On the night before the decisive battle of Pharsalus (48 BC), Julius Caesar vowed to dedicate a temple at Rome to Venus, supposed ancestor of his gens. In fulfilment of his vow he erected a temple of Venus Genetrix in the new forum he constructed. Contemporary references identify the cult statue in the temple as by a certain Greek sculptor, Arkesilaos.
Two types, represented in many Roman examples in marble, bronze, and terra cotta, contend among scholars for identification as representing the type of this draped Venus Genetrix. Besides the type described further below, is another, in which Venus carries an infant Eros on her shoulder.
In 420 - 410 BC, the Athenian sculptor Callimachus created a bronze sculpture of Aphrodite (now lost), which, according to Pliny's Natural History showing her dressed in a light but clinging chiton or peplos, which was lowered on the left shoulder to reveal her left breast and hung down in a sheer face and decoratively carved so as not to hide the outlines of the woman's body. Venus was depicted holding the apple won in the Judgement of Paris in her left hand, whilst her right hand moved to cover her head. From the lost bronze original are derived all surviving copies. The composition was frontal, the body's form monumental, and in the surviving Roman replicas its proportions are close to the Polyclitean canon.

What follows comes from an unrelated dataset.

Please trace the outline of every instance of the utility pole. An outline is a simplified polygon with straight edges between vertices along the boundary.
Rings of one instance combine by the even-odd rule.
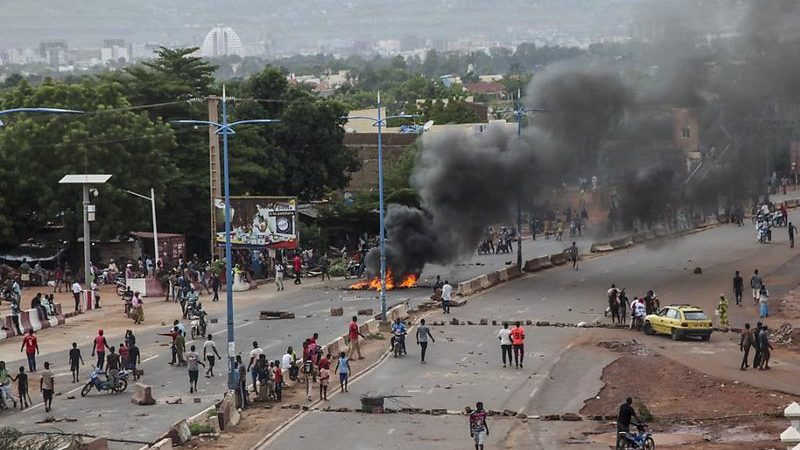
[[[219,123],[219,98],[216,95],[208,97],[208,121]],[[209,160],[209,195],[211,197],[211,257],[217,254],[217,207],[215,200],[222,198],[222,182],[219,167],[219,135],[217,127],[208,126],[208,160]]]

In 46 BC, the statue of Venus Genetrix made by a certain Arkesilaos was set up by Julius Caesar in his new forum, probably in the cella of his temple of Venus Genetrix. This now-lost statue, or Sabina in the same pose, is represented on the reverse of a denarius above the legend VENERI GENETRICI, with Vibia Sabina on the obverse. The iconological type of the statue, of which there are numerous Roman marble copies and bronze reductions at every level of skill, was identified as Venus Genetrix (Venus Universal Mother) by Ennio Quirino Visconti in his catalogue of the papal collections, Museo Pio-Clementina, by comparison with this denarius. "From the inscription on the coins, from the similarity between the figure on the coins and the statue in the Louvre, and from the fact that Arkesilaos established the type of Venus Genetrix as patron goddess of Rome, and ancestress of the Julian race, the identification was a very natural one." A Venus Genetrix in the Museo Pio-Clementina has been completed with a Roman portrait head of Sabina, on this basis.

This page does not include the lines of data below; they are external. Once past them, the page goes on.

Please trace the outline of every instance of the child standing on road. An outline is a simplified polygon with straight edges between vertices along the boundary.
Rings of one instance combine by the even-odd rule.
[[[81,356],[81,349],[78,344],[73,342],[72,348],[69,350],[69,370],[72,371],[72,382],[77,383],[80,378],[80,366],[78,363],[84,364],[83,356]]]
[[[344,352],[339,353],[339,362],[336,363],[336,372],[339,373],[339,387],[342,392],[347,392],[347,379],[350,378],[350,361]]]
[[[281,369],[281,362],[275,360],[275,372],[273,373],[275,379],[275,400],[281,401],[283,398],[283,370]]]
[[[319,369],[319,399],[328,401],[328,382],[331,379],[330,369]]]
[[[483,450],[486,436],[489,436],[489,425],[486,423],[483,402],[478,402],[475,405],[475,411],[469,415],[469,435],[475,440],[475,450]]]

In establishing this new cult of Venus, reportedly in fulfillment of a vow made on the eve of the battle of Pharsalus (48 BC) Caesar was affirming the claim of his own gens to descent from the goddess, through Iulus, the son of Aeneas. It was in part to flatter this connection that Virgil wrote the Aeneid. His public cult expressed the unique standing of Caesar at the end of the Roman Republic and in that sense of a personal association expressed as public cult was the innovation in Roman religion.
A number of the Roman examples are in major collections, including the Centrale Montemartini (discovered in the Gardens of Maecenas), Detroit Institute of Arts , Metropolitan Museum of Art, the Royal Ontario Museum, the J. Paul Getty Museum , the Louvre Museum, and the Hermitage Museum.

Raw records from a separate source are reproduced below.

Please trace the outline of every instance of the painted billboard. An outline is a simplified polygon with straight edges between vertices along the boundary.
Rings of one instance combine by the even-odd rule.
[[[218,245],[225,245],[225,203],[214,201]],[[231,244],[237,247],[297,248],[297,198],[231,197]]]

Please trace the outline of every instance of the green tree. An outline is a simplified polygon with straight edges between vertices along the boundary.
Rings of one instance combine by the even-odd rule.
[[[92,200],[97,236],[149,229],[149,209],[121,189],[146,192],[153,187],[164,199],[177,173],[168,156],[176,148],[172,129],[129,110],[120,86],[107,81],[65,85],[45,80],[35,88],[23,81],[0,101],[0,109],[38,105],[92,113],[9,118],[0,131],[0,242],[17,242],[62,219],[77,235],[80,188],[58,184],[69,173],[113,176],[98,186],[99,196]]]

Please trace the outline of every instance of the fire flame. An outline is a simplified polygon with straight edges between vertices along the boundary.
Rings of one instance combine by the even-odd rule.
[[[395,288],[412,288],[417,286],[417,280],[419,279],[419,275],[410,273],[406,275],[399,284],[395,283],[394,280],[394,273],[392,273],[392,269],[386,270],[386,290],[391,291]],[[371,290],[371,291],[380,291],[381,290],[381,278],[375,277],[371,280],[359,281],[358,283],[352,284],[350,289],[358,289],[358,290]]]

A 1.64m high Roman statue, dating from the end of the 1st century BC to the start of the 1st century AD, in Parian marble, was discovered at Fréjus (Forum Julii) in 1650. It is considered as the best Roman copy of the lost Greek work.
The neck, the left hand, the fingers of the right hand, the plinth, and many parts of the drape are modern restorations. It was present in the palace of the Tuileries in 1678, and was transported from there to the park of Versailles about 1685. It was seized on the Revolution, and has thus been in the Louvre since 1803, as Inventaire MR 367 (n° usuel Ma 525). The statue was restored in 1999 thanks to the patronage of FIMALAC.
Another Roman copy of the statue, which is 2.14m high, was in the collection of Giampietro Campana, marchese di Cavelli, Villa Campana, Rome, from which it was acquired for the Hermitage in 1861, following Campana's disgrace.
The head does not belong to this statue, which must originally have had a portrait head. In Rome, an ideal figure of a divinity might often be adapted slightly (here, for instance the chiton covers the breast) and given a separately made portrait head. Evidence that this was the case here can be seen in the locks of hair falling onto the shoulders. These are also seen in posthumous portraits of Agrippina the Elder, which enables us to date this statue to the second quarter of the 1st century AD.